The rebel just glared at him.

“Safety first,” said Cole. “I’ll shove, you toss.”

Cat got out a grenade.

“Of course, I’ll be right here where the blast will still hit me,” said Cole.

“Well, don’t be there,” said Cat.

“I can’t open the trap door if I’m standing on it,” said Cole.

“You could try,” said Cat.

Cole went over to one of the dead rebels and dragged his body over to the set of slight gaps marking the end of the trap door. Cole shoved the crowbar under the body and lodged the angled end of the crowbar into the gap. Then he stepped over the body and started pushing on the other end of the crowbar. “Is it moving?” he asked.

“Are you pushing?” asked Cat.

Cole pushed hard enough that his feet slid on the floor.

So he tipped over a table and ran it up against the far wall. By bracing his feet against the end of the table, he kept himself from sliding. And now the trap door started to move.

“Anytime you feel like it,” said Cole.

He pushed farther. The trap door began to move smoothly.

A burst of machine-gun fire from inside the trap door shuddered the dead body in front of him and shoved it back into Cole’s face.

Cat flipped a grenade down the gap.

It exploded. There was no more firing.

Now the two of them opened the door the rest of the way. It went rather easily.

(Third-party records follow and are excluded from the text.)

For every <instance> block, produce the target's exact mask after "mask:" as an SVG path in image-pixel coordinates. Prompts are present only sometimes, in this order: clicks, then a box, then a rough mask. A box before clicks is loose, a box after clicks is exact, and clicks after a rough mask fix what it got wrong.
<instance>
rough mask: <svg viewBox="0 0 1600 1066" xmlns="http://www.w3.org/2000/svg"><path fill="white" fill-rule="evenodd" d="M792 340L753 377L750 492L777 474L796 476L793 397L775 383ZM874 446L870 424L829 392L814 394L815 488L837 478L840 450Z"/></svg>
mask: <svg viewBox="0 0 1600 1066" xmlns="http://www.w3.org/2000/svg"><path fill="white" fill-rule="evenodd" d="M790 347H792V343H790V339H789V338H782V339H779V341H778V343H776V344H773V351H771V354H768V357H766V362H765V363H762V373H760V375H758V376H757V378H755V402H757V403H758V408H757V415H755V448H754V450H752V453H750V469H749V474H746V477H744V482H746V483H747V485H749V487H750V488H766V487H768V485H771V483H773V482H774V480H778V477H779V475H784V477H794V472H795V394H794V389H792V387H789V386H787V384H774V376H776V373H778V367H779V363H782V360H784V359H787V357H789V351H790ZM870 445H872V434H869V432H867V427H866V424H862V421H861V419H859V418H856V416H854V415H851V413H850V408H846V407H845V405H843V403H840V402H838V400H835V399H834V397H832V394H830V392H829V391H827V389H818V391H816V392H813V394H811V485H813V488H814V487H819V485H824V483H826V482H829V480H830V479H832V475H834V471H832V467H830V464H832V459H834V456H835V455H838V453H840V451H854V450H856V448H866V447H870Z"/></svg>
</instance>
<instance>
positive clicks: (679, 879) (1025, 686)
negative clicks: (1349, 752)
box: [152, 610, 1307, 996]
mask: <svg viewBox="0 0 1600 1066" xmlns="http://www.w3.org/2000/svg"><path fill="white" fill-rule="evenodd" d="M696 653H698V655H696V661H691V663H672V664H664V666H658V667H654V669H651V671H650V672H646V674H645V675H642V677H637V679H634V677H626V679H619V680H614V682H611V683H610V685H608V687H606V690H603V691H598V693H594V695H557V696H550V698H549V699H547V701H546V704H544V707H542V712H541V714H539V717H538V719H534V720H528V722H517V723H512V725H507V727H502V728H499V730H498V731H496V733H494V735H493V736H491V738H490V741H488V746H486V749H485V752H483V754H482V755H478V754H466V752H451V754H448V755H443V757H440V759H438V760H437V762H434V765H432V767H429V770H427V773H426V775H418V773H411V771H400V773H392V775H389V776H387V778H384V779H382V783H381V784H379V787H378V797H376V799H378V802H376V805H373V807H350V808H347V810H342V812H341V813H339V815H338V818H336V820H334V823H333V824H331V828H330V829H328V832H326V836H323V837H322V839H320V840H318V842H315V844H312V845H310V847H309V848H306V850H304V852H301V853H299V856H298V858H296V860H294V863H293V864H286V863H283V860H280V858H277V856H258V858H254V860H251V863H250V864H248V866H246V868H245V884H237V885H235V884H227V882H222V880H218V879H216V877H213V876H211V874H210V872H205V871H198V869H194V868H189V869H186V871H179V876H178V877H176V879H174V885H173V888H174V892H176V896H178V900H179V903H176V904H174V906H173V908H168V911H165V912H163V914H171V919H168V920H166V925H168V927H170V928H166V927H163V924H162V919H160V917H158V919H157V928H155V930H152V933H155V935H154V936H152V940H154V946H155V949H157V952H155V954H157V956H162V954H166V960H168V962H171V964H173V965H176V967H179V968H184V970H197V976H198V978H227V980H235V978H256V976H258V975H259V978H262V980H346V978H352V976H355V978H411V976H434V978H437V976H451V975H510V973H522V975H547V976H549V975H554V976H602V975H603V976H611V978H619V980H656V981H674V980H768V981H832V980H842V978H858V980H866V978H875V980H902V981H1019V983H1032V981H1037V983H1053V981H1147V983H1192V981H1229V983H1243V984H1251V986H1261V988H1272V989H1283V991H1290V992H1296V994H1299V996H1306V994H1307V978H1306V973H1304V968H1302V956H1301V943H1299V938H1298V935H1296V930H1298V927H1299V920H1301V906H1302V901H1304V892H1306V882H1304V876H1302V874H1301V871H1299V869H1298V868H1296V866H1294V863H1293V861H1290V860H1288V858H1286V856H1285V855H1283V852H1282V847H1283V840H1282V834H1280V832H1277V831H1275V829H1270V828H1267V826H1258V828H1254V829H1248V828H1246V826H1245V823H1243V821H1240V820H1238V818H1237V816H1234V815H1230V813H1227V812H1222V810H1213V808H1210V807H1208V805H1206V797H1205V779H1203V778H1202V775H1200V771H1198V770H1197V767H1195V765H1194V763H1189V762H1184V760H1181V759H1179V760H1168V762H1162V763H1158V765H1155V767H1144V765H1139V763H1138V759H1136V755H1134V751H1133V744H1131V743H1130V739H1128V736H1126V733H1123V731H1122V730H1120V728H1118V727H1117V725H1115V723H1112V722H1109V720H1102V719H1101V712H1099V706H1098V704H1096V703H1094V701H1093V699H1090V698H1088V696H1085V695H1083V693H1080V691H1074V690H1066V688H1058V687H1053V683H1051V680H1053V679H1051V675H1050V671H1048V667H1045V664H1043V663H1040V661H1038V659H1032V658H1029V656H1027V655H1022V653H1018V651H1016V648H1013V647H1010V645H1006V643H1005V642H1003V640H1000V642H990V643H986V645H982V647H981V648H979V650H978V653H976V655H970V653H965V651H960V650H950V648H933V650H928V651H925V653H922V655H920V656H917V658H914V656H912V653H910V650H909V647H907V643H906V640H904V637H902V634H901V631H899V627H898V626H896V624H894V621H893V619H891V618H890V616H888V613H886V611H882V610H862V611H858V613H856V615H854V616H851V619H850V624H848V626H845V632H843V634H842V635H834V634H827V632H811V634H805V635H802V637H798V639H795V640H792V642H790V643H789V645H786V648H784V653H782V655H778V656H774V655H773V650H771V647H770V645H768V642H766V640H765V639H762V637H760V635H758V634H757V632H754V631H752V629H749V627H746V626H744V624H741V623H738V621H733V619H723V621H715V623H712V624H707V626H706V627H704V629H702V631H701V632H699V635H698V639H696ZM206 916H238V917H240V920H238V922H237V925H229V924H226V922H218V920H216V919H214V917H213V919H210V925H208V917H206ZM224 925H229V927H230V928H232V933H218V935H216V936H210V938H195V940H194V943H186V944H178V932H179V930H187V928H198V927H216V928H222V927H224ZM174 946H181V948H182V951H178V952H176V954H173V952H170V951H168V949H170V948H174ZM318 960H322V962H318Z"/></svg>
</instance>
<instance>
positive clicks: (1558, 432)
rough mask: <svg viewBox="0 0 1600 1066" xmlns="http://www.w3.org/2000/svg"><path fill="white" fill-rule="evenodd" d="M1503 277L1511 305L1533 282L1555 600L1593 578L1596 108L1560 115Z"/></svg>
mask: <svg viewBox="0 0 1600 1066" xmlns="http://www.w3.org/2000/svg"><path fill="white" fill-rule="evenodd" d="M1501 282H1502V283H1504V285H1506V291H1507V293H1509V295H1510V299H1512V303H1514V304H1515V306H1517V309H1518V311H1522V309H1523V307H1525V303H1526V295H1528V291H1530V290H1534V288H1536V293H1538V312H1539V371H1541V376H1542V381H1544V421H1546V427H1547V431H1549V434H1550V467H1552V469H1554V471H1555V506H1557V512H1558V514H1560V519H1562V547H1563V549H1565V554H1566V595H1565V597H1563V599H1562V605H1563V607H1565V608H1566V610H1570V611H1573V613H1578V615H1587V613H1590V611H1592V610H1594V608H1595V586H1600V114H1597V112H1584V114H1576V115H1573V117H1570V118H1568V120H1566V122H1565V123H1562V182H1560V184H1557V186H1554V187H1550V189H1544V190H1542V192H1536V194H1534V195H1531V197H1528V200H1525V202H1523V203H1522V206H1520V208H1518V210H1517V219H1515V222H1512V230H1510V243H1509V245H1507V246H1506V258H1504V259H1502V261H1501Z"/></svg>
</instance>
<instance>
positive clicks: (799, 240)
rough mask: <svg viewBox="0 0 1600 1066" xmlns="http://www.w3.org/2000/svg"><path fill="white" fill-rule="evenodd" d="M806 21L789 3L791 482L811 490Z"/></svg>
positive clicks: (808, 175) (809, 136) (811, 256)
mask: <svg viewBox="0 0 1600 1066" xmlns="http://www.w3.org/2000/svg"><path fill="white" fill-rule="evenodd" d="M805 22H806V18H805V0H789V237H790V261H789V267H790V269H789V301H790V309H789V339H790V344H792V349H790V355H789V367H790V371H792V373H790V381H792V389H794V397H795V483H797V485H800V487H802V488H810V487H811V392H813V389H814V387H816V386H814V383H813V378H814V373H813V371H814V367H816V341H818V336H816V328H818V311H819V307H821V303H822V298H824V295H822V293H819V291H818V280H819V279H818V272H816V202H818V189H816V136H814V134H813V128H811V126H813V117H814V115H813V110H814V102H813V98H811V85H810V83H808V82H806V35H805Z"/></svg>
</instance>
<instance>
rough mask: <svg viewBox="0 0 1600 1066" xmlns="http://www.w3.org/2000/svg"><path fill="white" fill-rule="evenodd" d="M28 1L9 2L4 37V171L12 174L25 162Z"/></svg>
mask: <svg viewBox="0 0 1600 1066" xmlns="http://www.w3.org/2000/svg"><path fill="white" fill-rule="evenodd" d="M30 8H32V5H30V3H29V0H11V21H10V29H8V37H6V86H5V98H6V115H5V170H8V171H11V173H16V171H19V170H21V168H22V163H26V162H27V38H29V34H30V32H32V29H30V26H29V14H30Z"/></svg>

Steep stairs led down into a small concrete room with an elevator door on one side and the top of a spiral staircase on the other. There were pieces of body armor scattered on the floor, some still containing fragments of flesh and bone. The pieces didn’t come out even, so some of them must have blown off the edge and down the spiral stairway.

They went back up into the cabin and put on their packs. Cat quickly finished his coffee. “Shouldn’t drink this,” he said. “I’ll just have to pee later.”

“You didn’t put on your catheter?” said Cole with mock surprise.

“Can’t find any that fit me,” said Cat.

Cole turned to the miserable-looking rebel. “We probably won’t come out this way, so… I’ll see you at your treason trial.”

No smart remarks. The guy just looked away.

Down on the elevator landing, Cat pushed the button for the elevator.

“Oh, come on,” said Cole.

“Ain’t gonna ride it, man,” said Cat. “Just want to see if it comes when I call.”

They waited, weapons trained on the door. It opened. The elevator was empty.

“We could put that guy inside and send it down,” said Cat. “Then it’s friendly fire that’ll kill him.”

“Being an ignorant jerk who believed a lot of lies shouldn’t get you the death penalty,” said Cole.

“Not even sometimes?” Cat was holding the elevator door open.

Cole leaned close to him and whispered. “Push the button for the bottom floor and let’s go down the stairs.”

Cat pushed the button and scrambled back out of the elevator before the doors closed.

Then, as quietly as they could, they started down the stairs.